Tanner also brought up that of the federal budget, currently, 23 percent of it goes towards the Social Security program. Not only does almost of quarter of the federal budget come from Social Security, but it is also the largest tax on American families. Tanner also claims that the future will benefit if Social Security is privatized, although at times the investing may be risky. The Article “6.2 Percent Solution” also addresses issues that others say are negatives of privatized Social Security. On the point that women and minorities will be greatly hurt by privatized Social Security, Tanner rebuts by saying that the current system is actually putting these groups at a disadvantage. He says that they would be able to accumulate real wealth with this program, which they would not be able to do with the current program. Tanner, like Anrig and Wasow, made great arguments in support of his side, and it is understandable why some believe it should be privatized, and others do not.
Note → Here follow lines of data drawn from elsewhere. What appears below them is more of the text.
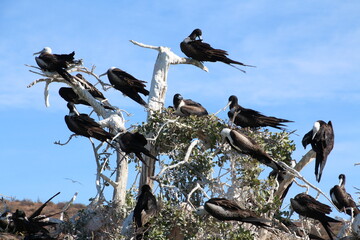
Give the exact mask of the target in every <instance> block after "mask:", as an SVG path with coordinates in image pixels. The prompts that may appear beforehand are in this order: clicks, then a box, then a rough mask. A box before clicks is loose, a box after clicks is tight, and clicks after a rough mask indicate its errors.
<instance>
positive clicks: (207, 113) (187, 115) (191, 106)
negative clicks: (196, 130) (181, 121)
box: [173, 93, 208, 117]
mask: <svg viewBox="0 0 360 240" xmlns="http://www.w3.org/2000/svg"><path fill="white" fill-rule="evenodd" d="M173 104H174V109H175V114H176V115H178V116H182V117H187V116H190V115H196V116H204V115H208V112H207V111H206V109H205V108H204V107H203V106H202V105H201V104H200V103H197V102H194V101H193V100H191V99H184V98H183V97H182V96H181V95H180V94H179V93H177V94H175V95H174V98H173Z"/></svg>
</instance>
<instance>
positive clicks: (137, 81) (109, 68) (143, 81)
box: [99, 67, 149, 106]
mask: <svg viewBox="0 0 360 240" xmlns="http://www.w3.org/2000/svg"><path fill="white" fill-rule="evenodd" d="M105 74H107V76H108V79H109V81H110V83H111V85H112V86H113V87H114V88H115V89H117V90H119V91H120V92H122V93H123V94H124V95H125V96H128V97H129V98H131V99H132V100H134V101H135V102H137V103H139V104H141V105H143V106H147V104H146V102H145V101H144V100H143V99H142V98H141V97H140V95H139V93H141V94H143V95H144V96H148V95H149V91H148V90H146V89H145V87H146V85H145V83H146V82H145V81H141V80H138V79H136V78H135V77H133V76H132V75H130V74H128V73H127V72H125V71H123V70H121V69H119V68H115V67H111V68H109V70H108V71H107V72H106V73H104V74H101V75H100V76H103V75H105ZM100 76H99V77H100Z"/></svg>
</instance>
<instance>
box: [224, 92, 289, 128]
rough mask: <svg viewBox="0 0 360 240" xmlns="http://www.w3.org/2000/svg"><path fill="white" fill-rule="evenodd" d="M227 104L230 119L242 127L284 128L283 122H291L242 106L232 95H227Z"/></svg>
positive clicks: (233, 95) (232, 121)
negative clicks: (264, 114)
mask: <svg viewBox="0 0 360 240" xmlns="http://www.w3.org/2000/svg"><path fill="white" fill-rule="evenodd" d="M229 104H230V106H229V108H230V111H229V112H228V117H229V119H230V121H232V122H233V123H234V124H235V125H237V126H240V127H243V128H245V127H251V128H258V127H273V128H277V129H281V130H285V129H284V127H286V125H285V124H284V123H287V122H292V121H290V120H286V119H282V118H276V117H268V116H265V115H263V114H261V113H260V112H258V111H255V110H252V109H249V108H244V107H242V106H240V105H239V104H238V98H237V97H236V96H234V95H231V96H230V97H229Z"/></svg>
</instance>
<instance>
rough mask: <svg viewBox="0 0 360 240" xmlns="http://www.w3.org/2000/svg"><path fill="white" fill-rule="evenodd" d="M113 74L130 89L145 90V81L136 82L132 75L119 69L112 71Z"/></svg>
mask: <svg viewBox="0 0 360 240" xmlns="http://www.w3.org/2000/svg"><path fill="white" fill-rule="evenodd" d="M113 73H114V74H115V75H116V76H118V77H119V78H120V79H122V80H123V81H125V82H126V83H127V84H128V85H130V86H132V87H136V88H145V87H146V85H145V83H146V82H145V81H142V80H138V79H137V78H135V77H134V76H133V75H131V74H129V73H127V72H125V71H122V70H121V69H114V70H113Z"/></svg>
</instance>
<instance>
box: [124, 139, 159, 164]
mask: <svg viewBox="0 0 360 240" xmlns="http://www.w3.org/2000/svg"><path fill="white" fill-rule="evenodd" d="M118 141H119V144H120V148H121V150H122V151H124V152H125V153H126V154H129V153H134V154H135V155H136V157H138V158H139V160H140V161H142V162H143V163H144V164H145V165H146V162H145V160H144V158H143V157H142V155H141V153H143V154H145V155H146V156H148V157H150V158H152V159H155V160H158V159H157V158H156V157H155V156H153V155H152V154H151V153H150V151H149V150H147V149H146V148H145V145H146V144H147V140H146V138H145V137H144V135H142V134H141V133H138V132H135V133H131V132H126V133H124V134H122V135H120V137H119V140H118Z"/></svg>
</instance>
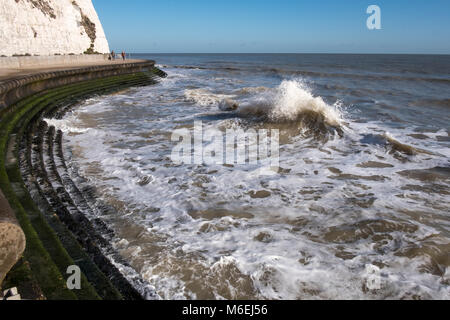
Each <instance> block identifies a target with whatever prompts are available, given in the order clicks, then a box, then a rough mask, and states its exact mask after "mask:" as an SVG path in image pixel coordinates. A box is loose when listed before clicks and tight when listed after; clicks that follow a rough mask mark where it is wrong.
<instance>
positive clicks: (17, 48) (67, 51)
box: [0, 0, 109, 56]
mask: <svg viewBox="0 0 450 320" xmlns="http://www.w3.org/2000/svg"><path fill="white" fill-rule="evenodd" d="M0 44H1V45H0V56H13V55H55V54H61V55H64V54H81V53H85V52H89V53H94V52H98V53H108V52H109V46H108V41H107V40H106V36H105V33H104V31H103V27H102V25H101V23H100V20H99V18H98V16H97V12H96V11H95V8H94V6H93V4H92V1H91V0H0Z"/></svg>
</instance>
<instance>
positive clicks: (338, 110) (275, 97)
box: [238, 80, 342, 127]
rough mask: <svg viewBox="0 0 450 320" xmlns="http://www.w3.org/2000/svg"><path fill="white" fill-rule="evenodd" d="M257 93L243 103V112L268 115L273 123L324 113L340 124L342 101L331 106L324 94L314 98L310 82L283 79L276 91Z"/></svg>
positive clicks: (241, 109)
mask: <svg viewBox="0 0 450 320" xmlns="http://www.w3.org/2000/svg"><path fill="white" fill-rule="evenodd" d="M267 93H268V92H266V94H263V95H261V96H256V97H255V98H253V99H251V100H250V101H248V102H246V103H244V104H242V105H240V107H239V109H238V112H239V113H240V114H244V115H247V114H255V115H266V116H267V117H268V119H269V120H270V121H273V122H287V121H296V120H298V119H300V118H301V117H302V116H304V115H305V113H308V112H314V113H316V114H319V115H322V116H323V117H324V119H325V121H326V123H328V124H329V125H332V126H336V127H338V126H340V125H341V123H342V113H341V111H340V109H339V107H340V104H339V103H336V104H335V105H332V106H330V105H328V104H327V103H325V102H324V101H323V99H322V98H321V97H315V96H314V95H313V94H312V93H311V90H310V89H309V88H308V87H307V85H306V84H305V83H303V82H301V81H298V80H284V81H283V82H282V83H281V84H280V86H279V87H278V88H277V89H276V90H275V92H274V93H271V92H269V94H267Z"/></svg>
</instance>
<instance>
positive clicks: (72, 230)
mask: <svg viewBox="0 0 450 320" xmlns="http://www.w3.org/2000/svg"><path fill="white" fill-rule="evenodd" d="M154 64H155V63H154V61H143V60H133V61H126V62H125V63H123V62H121V63H117V62H110V61H107V63H106V64H105V63H97V64H95V65H91V64H89V65H82V66H80V65H78V66H74V65H73V66H67V67H64V68H58V67H55V66H52V67H49V68H36V69H35V70H34V71H35V72H32V73H27V74H24V73H26V72H27V71H21V72H16V73H15V74H14V76H13V77H9V78H8V79H3V80H2V79H0V132H1V136H0V190H1V191H2V192H3V195H4V196H3V195H2V194H0V200H1V202H0V204H1V208H0V209H1V210H0V226H2V223H3V225H6V226H7V227H8V228H12V227H14V228H15V229H16V230H17V229H21V230H23V232H22V233H21V232H18V233H13V232H9V233H8V235H11V237H9V238H7V239H6V240H5V239H3V238H0V245H1V247H2V248H5V250H4V251H7V253H8V255H7V257H6V258H5V256H4V255H0V286H1V285H2V283H1V282H2V280H3V278H4V276H5V275H6V278H5V281H4V282H3V289H7V288H10V287H18V288H19V293H20V294H21V295H22V298H24V299H30V300H32V299H33V300H36V299H49V300H52V299H56V300H60V299H68V300H77V299H81V300H97V299H106V300H120V299H132V300H139V299H143V298H145V297H144V296H143V294H142V293H139V292H138V291H137V289H136V288H134V287H133V285H132V284H131V283H130V282H129V281H128V280H127V279H126V278H125V276H123V275H122V274H121V273H120V271H119V269H118V268H117V266H115V265H114V263H112V262H111V261H110V260H109V259H108V258H107V256H106V254H105V252H108V253H110V252H111V248H109V249H108V241H107V240H105V238H104V234H106V235H107V234H108V233H110V231H109V230H107V228H106V227H104V226H102V225H101V223H100V221H95V222H93V221H90V220H89V219H87V218H86V216H85V215H84V214H83V209H80V208H78V207H77V202H79V201H80V199H73V195H71V194H68V192H67V191H66V190H61V189H60V188H54V187H53V185H52V182H51V179H56V180H59V181H62V180H61V176H59V172H58V170H57V167H56V165H55V159H54V157H55V158H56V157H59V159H58V161H59V163H64V159H63V158H61V157H60V153H59V151H60V150H61V141H62V133H61V132H60V131H56V130H55V128H54V127H51V126H46V123H45V122H44V121H42V119H43V118H44V117H50V116H56V115H57V114H60V115H62V114H63V113H64V112H66V111H68V110H69V109H70V108H71V107H72V106H73V105H75V104H77V103H79V102H80V101H83V100H85V99H86V98H88V97H90V96H92V95H98V94H111V93H114V92H117V91H120V90H124V89H127V88H129V87H134V86H146V85H151V84H154V83H156V82H157V78H158V77H164V76H165V73H164V72H162V71H161V70H159V69H157V68H155V66H154ZM1 74H2V73H1V71H0V75H1ZM47 157H48V158H49V159H50V164H49V163H46V162H45V161H44V158H47ZM61 161H62V162H61ZM66 183H68V184H70V181H66ZM72 183H73V182H72ZM63 189H64V184H63ZM78 192H79V191H78ZM80 194H81V193H80ZM81 197H82V194H81ZM69 207H70V209H68V208H69ZM5 221H6V224H5ZM19 226H20V227H19ZM8 230H9V229H8ZM99 230H101V231H102V232H99ZM25 238H26V247H25V246H24V245H23V244H24V239H25ZM105 248H106V249H105ZM23 250H24V252H23V254H22V251H23ZM17 261H18V262H17ZM16 262H17V263H16ZM13 265H15V266H14V267H13ZM72 265H78V266H79V267H80V269H81V272H82V276H81V284H82V289H81V290H75V291H71V290H68V289H67V287H66V281H65V279H66V278H67V277H68V275H67V274H66V270H67V268H68V267H69V266H72ZM11 267H13V268H12V269H11V271H10V272H8V271H9V269H10V268H11Z"/></svg>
Social Security is a large issue in our society and I believe that for the better of the individuals and the economy as a whole, Social Security should not be privatized. Although the revenue of the OASDI Trust Funds are expected to run out in 2016, I believe that the other benefits over ride this. The fact that with privatized Social Security, so many people who now receive benefits, would not, is reason enough for me. Spouses of disables workers, or deceased workers, should not have their benefits taken away from them. I also think that with privatization, too much dependence would be put on individuals, who would not make intelligent decisions with their investments. This would also put too much responsibility on the government and those who are too look over the investments. Francis X. Cavanaugh, who has supervised the thrift savings program for federal employees, estimated that “the government would need to hire ten thousand highly trained workers just to oversee the accounts and answer questions from workers” . With this is makes me wonder, if the privatization is supposed to help us financially, where would the funds come from to pay these new workers? I think that one important issue to think about when thinking about the issue of privatizing Social Security is the costs that it will have in the short run and long run in our economy. The issue of privatizing Social Security is a very large issue that will take a lot of thought and weighing of positives and negatives before coming to a decision of whether or not to reform it.